Recent developments in Russia have evoked memories of a famous line by Vladimir Lenin: "The courts should not do away with terror … but should give it foundation and legality, clearly, honestly and without embellishments." In just the six months since he reseated himself as president, Vladimir Putin has been busy creating a legislative framework that might make Lenin proud.
Under the Soviet legal system, the court was an arm of the government, a system designed to protect the state from an individual, rather than to protect an individual from the state. Treason was defined in the Soviet Criminal Code as being part of a public group that acted "under the influence" of the bourgeoisie. This all sounds eerily similar to trends resurfacing in today's Russia, except that Putin has been less candid about what his framework could enable, beyond describing a need for "stability." More likely he wants to instill fear, albeit without the terror of the past. He wants a more civilized, acceptable reinterpretation of the Soviet period, although that is hardly consolation for Russia's beleaguered civil society and opposition.
Russians are afraid — and for good reason. Almost any conversation between Russian citizens and representatives of foreign organizations on human rights issues could now be construed by the courts as treasonous, with jail sentences of up to 20 years.

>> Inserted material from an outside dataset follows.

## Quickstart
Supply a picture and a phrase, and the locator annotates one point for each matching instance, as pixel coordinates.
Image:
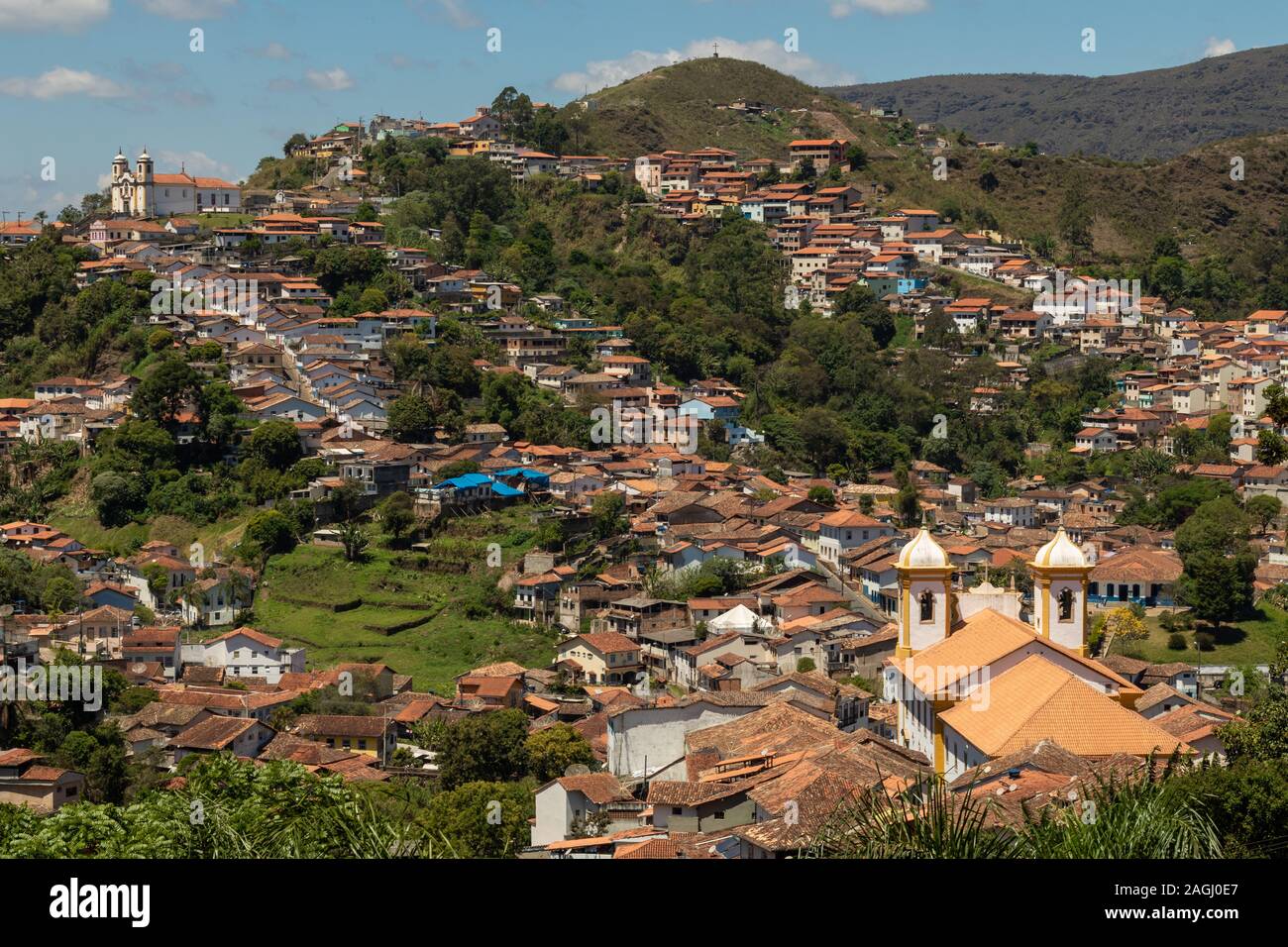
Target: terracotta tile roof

The definition of espionage in the treason law, which went into effect on Wednesday, includes "furnishing financial, material, technical, consultative or other help to a foreign state, or international or foreign organization." This absurdly broad definition is already being applied in scary ways. Ivan Moseyev was charged earlier this week with treason by Moscow for allegedly destabilizing the frozen Arkhangelsk region through his studies of an ancient people who had ties to Norway.
Putin is creating a system where foreigners are the enemy and Russians are potential collaborators. Both need to be closely watched and controlled.
In July, Putin signed the "foreign agent" law, in which fundamental freedoms could be considered a crime from many angles. Whether treating HIV/AIDs, promoting environmental protection or monitoring elections and human rights, any Russian who receives foreign funds for such activity must be branded a "foreign agent" or risk severe fines and jail time.
In addition, the extremism law has been in force for several years. It is intentionally vague to enable the government to crack down on dissent and stoke xenophobia. In this current climate of fear and distrust, it is being flexed for wider use.
The pursuit of stability, at least as Putin defines it, is used as a rationale for repression. Those who abuse human rights are given impunity, and those who seek to protect human rights are in official danger. In such a climate, it is not surprising that there is an increase in displays of violent intolerance.
Last week, Freedom House held a conference in Washington comparing anti-extremism laws in Russia, China, and Pakistan. Even among this distinguished group, Russia's anti-extremism legislation is notably repressive.
Since the law creating a secret Internet blacklist came into effect on Nov. 1, more than 180 sites have been banned. Supposedly passed to protect children from offensive content, the law was hastily and sloppily written and gives the government wide leeway to shut down websites without court orders. The most pernicious part of the blacklist law is the inclusion of materials that are prohibited for distribution in Russia, including materials ruled extremist by courts or other materials that are prohibited by court decisions. These court decisions are often based on weak "expertise" and rammed through often incompetent, Kremlin-loyal courts. Before, court decisions affected only a local region, but now, under the new law, they will be blocked nationwide.
These new laws in Russia give rise to some unlikely targets. A group of conservative Orthodox believers, presumably inspired by the anti-blasphemy rage that has taken over the country and State Duma after the Pussy Riot verdict, have covered up Apple's iconic ?bitten-apple logo with a cross to remove any association with original sin. The true sin, however, is Putin's effort to cloak repression in the guise of legislation and rule of law. A growing number of Russians, however, are demonstrating that they are not buying into his Leninist imitation.
David Kramer is president of Freedom House in Washington. Susan Corke is director for Eurasian Programs at Freedom House.